Northern Ontario didn’t escape a scathing report from the provincial Auditor General.
Bonnie Lysyk has released her annual report and it indicates the Ministry of Energy didn’t properly manage the costs of two regional power projects.
Costs for the Mattagami River plant ballooned by $1-billion and the price for production doubled compared to similar projects.
The report also slams the government on its handling of the conversion of the Thunder Bay plant from coal to biomass, stating the cost is 25-times higher than from other biomass power generators.
She also found the Ministry of Northern Development and Mines has not effectively encouraged timely mining development in the province.
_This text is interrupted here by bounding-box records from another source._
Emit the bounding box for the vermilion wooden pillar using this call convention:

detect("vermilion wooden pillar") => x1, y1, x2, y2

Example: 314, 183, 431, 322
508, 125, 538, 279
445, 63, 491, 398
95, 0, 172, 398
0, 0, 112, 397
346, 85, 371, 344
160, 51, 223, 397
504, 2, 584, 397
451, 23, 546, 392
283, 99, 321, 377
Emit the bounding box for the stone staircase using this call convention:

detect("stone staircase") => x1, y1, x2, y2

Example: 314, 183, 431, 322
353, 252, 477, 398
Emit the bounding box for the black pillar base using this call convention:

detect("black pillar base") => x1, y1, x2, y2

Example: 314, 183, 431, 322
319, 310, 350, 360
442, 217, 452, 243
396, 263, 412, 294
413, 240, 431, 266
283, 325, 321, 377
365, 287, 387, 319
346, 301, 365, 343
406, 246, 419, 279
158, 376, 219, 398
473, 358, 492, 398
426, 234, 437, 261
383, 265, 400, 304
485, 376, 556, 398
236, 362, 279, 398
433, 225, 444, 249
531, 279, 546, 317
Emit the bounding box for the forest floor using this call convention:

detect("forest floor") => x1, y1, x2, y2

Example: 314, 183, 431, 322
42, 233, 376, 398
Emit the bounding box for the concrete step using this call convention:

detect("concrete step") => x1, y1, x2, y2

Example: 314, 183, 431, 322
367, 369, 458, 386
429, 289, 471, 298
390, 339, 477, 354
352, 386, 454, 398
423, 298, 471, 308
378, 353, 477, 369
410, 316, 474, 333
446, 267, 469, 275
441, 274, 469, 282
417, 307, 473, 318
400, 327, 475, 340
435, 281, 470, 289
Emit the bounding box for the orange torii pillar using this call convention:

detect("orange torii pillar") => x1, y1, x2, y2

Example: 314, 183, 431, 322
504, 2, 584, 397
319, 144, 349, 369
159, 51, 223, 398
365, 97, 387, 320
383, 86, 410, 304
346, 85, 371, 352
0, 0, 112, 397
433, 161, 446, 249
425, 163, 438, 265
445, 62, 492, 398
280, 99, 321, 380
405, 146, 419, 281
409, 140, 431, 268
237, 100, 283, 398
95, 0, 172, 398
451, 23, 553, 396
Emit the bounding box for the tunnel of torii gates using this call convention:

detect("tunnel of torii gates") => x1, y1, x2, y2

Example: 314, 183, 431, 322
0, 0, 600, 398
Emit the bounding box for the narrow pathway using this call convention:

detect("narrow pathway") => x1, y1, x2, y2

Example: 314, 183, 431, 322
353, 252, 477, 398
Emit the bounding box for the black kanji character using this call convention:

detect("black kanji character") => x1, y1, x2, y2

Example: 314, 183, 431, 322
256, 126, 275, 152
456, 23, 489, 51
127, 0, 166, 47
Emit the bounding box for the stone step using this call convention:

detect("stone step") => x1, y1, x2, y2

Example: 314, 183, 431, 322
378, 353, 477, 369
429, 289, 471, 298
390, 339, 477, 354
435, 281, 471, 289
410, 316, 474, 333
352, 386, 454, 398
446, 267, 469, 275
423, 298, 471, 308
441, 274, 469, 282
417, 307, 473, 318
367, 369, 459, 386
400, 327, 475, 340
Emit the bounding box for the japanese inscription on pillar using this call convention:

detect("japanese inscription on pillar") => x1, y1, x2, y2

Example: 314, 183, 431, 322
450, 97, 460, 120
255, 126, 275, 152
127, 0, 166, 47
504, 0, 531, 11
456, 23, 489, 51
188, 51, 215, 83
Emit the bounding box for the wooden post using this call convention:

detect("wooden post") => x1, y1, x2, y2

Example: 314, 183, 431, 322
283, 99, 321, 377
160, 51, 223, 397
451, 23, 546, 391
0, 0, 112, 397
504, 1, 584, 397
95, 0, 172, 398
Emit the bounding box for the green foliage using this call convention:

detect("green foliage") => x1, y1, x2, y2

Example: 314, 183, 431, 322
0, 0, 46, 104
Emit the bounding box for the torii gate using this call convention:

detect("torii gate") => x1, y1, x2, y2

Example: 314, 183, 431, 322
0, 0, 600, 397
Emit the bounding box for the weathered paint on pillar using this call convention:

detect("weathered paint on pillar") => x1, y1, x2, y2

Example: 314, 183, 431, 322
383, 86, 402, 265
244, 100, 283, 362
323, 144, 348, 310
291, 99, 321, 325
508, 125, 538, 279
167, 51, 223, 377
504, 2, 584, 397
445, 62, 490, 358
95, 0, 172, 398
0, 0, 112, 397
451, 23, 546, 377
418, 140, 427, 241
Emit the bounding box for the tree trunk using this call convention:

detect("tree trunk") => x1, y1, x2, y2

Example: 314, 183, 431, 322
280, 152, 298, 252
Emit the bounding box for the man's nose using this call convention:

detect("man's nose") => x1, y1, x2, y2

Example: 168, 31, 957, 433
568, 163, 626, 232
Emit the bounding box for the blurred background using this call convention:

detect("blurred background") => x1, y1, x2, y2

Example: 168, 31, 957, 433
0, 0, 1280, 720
The government’s handling of electricity dominated the report.
It was noted ratepayers paid $37-billion more for electricity than they should have from 2006 to 2014.
It also indicates we may spend an additional $133-billion by 2032 due to the Liberal’s global adjustment electricity fees.
She also took aim at the Green Energy Act with guaranteed prices set at double the U.S. market price for wind and at 3.5-times the going rate for solar.
Lysyk says that would end up costing consumers $9.2-billion more for renewable energy over a 20-year period.
In other areas, she stresses problems remain at Ontario’s 14 community care access centres, five years after they were identified in a previous audit.
The report finds home care service levels vary across the province and waiting lists are troublesome.
Lysyk adds the Ministry of Children and Youth Services doesn’t oversee Children’s Aid Societies effectively and there is no master plan how Ontario’s Local Health Integration Networks should operate.